Rather like that yes, but using a duplicate of the Audi one and aligned with it. That one looks very nice from the driver's side though. It keeps the feel of the original rather well.


----------



## Gizmo68

+1 someone start a GB please


----------



## TootRS

Does the single arm version from tt-armrest swing up as well or is it just the dual arm without the cup-holder?

Edit - sorry just looked at Rob's pics again and the armrest is clearly up with the cupholder attached


----------



## jeules0

Looking at the Japanese arm rest I can't help but think it looks rather low down to act as useful support.

Having lived with my 'ttarmrest.com' version for a few days now, I am very pleased with it: it is at the correct height, unlike the mk1 version which sat too low, and allows easy access to the handbrake.

Finally, it is well made and complements the aluminium trim very well.


----------



## maxamus007

Gizmo68 said:


> +1 someone start a GB please


+1


----------



## sTTranger

agreed far too low

the tt-armrest is just the right hight


----------



## talk-torque

Some of the old guard on here might remember this one, pictured on page 7, which the guy made quite a few of:

viewtopic.php?f=19&t=127577&hilit=armrest+cupholder&start=90

It uses an OEM armrest pad on top of a fabricated arrangement which fits into the cupholders. A bit like the Japanese one, but higher. I don't think any of the people involved are on here any more, but the ideas are there for anyone to make something similar.

Sorry for fans of the tt-armrest, I know it's a quality product in many ways, but since I heard it described as looking like an ironing board, I haven't been able to take the price seriously. If the leather was folded and stitched more like the OEM pad, or more like the Japenese one for that matter, it would look £££'s better IMO.


----------



## Lyons

LOL, at the ironing board comment.

Any word from scar in the last few years? His looks ideal.


----------



## maxamus007

Its a business opportunity for some one to make some monies 
Now who is gonner do it and sell to us?


----------



## jeules0

talk-torque said:


> Some of the old guard on here might remember this one, pictured on page 7, which the guy made quite a few of:
> 
> viewtopic.php?f=19&t=127577&hilit=armrest+cupholder&start=90
> 
> It uses an OEM armrest pad on top of a fabricated arrangement which fits into the cupholders. A bit like the Japanese one, but higher. I don't think any of the people involved are on here any more, but the ideas are there for anyone to make something similar.
> 
> Sorry for fans of the tt-armrest, I know it's a quality product in many ways, but since I heard it described as looking like an ironing board, I haven't been able to take the price seriously. If the leather was folded and stitched more like the OEM pad, or more like the Japenese one for that matter, it would look £££'s better IMO.

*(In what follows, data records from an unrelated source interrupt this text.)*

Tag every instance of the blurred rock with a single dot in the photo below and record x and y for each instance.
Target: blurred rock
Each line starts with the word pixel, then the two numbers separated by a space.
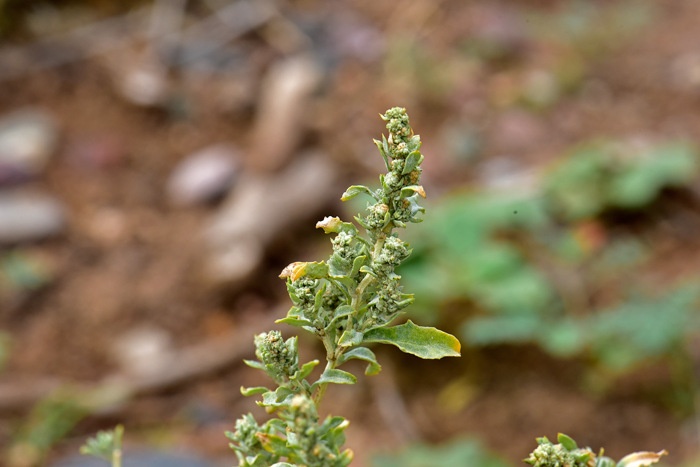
pixel 685 71
pixel 27 140
pixel 282 111
pixel 144 85
pixel 203 176
pixel 101 151
pixel 505 175
pixel 350 36
pixel 143 351
pixel 29 216
pixel 260 207
pixel 138 459
pixel 517 131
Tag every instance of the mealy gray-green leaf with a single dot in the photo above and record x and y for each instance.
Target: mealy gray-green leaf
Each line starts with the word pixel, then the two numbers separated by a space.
pixel 335 376
pixel 362 353
pixel 424 342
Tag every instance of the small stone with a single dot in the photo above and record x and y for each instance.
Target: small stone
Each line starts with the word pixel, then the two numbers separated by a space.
pixel 204 176
pixel 143 351
pixel 26 217
pixel 282 113
pixel 27 140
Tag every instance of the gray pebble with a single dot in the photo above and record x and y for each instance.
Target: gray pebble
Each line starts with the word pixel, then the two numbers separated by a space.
pixel 203 176
pixel 29 216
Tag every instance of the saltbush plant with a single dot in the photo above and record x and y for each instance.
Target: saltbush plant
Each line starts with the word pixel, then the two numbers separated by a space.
pixel 348 301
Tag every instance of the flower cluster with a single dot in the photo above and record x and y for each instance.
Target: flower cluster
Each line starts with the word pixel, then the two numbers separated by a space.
pixel 280 358
pixel 346 301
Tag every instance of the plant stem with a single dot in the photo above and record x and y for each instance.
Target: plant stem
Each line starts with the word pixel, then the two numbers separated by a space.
pixel 321 391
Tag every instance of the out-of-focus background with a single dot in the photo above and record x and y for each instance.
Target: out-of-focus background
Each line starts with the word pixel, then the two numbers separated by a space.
pixel 161 161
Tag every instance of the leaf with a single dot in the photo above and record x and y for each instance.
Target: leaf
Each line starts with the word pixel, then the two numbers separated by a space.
pixel 254 364
pixel 641 459
pixel 299 269
pixel 566 441
pixel 355 190
pixel 292 293
pixel 335 376
pixel 296 322
pixel 253 391
pixel 318 299
pixel 340 312
pixel 344 459
pixel 409 190
pixel 383 149
pixel 306 369
pixel 350 338
pixel 362 353
pixel 357 264
pixel 367 270
pixel 424 342
pixel 335 225
pixel 273 443
pixel 412 161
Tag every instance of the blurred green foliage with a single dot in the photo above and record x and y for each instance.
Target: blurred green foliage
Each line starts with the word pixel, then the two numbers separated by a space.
pixel 458 453
pixel 523 265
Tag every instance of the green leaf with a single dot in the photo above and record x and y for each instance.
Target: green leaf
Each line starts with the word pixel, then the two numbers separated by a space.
pixel 292 293
pixel 298 270
pixel 335 225
pixel 566 441
pixel 296 322
pixel 254 364
pixel 424 342
pixel 410 190
pixel 306 369
pixel 274 444
pixel 357 264
pixel 344 459
pixel 367 270
pixel 340 312
pixel 253 391
pixel 355 190
pixel 362 353
pixel 641 459
pixel 412 161
pixel 350 338
pixel 318 299
pixel 335 376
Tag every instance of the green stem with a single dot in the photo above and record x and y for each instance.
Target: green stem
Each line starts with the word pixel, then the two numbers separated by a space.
pixel 321 391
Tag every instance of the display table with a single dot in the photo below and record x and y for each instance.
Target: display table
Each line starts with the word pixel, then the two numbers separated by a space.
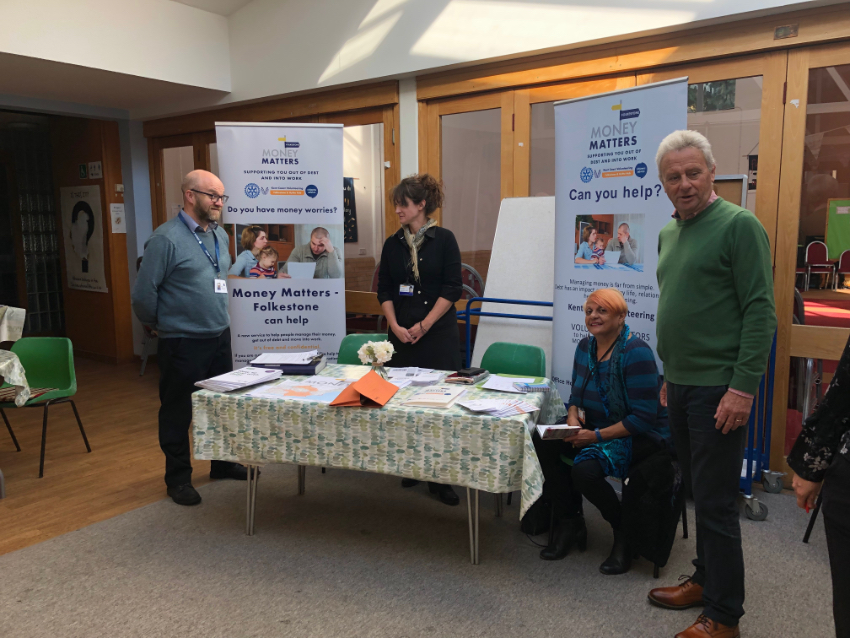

 :lol: Now you mention it, it does look rather like an ironing board!

Having said that, the actual 'subframe' is very oem in appearance, so perhaps a combination with a more padded rest would be the answer. The rest on the handbrake would be far too narrow.


----------



## OddBod

Lyons said:


> LOL, at the ironing board comment.
> 
> Any word from scar in the last few years? His looks ideal.


I've not been on this forum much for a couple of years in fact since I bought one of scar's creations and it has served me well for 2.5 years-now selling the TT so the armrest is for sale-black with silver stitching-anyone interested?


----------



## Gizmo68

OddBod said:


> Lyons said:
> 
> 
> 
> LOL, at the ironing board comment.
> 
> Any word from scar in the last few years? His looks ideal.
> 
> 
> 
> I've not been on this forum much for a couple of years in fact since I bought one of scar's creations and it has served me well for 2.5 years-now selling the TT so the armrest is for sale-black with silver stitching-anyone interested?
Click to expand...

Yes do you have photo's?

I have seen the photo's that scar put up of the plain black one but would like to see the silver stitched version.
Also what is the base made from and does it fit snugly into the cup holders?


----------



## Anakin

Id like a reclining footrest and breakfast tray on mine 
If you want an arm rest buy a Chair something like a Lazy boy, if you driving a car you hand should be on the steering wheel !

Sorry rant over, really dont get this cup holder arm rest thing. + the after Market one look reall ugly imo.


----------



## Lyons

OddBod said:


> Lyons said:
> 
> 
> 
> LOL, at the ironing board comment.
> 
> Any word from scar in the last few years? His looks ideal.
> 
> 
> 
> I've not been on this forum much for a couple of years in fact since I bought one of scar's creations and it has served me well for 2.5 years-now selling the TT so the armrest is for sale-black with silver stitching-anyone interested?
Click to expand...

I would be. Any photos?


----------



## OddBod

Sorry folks I'm having great difficulty doing anything on this site/forum probably due to inactivety in the past and subsequent authorisation issues. I have tried to post pictures but to no avail and had private posts re this armrest but I'm not allowed to respond to those-sorry again.
The situation is this the armrest is still in the car at the moment, and I have taken pictures. I will advertise it on ebay within the next week or two when the car is gone.
Cheers,
Jeff.


----------



## Lyons

Yeh, I tried to PM you my email address but to no avail.


----------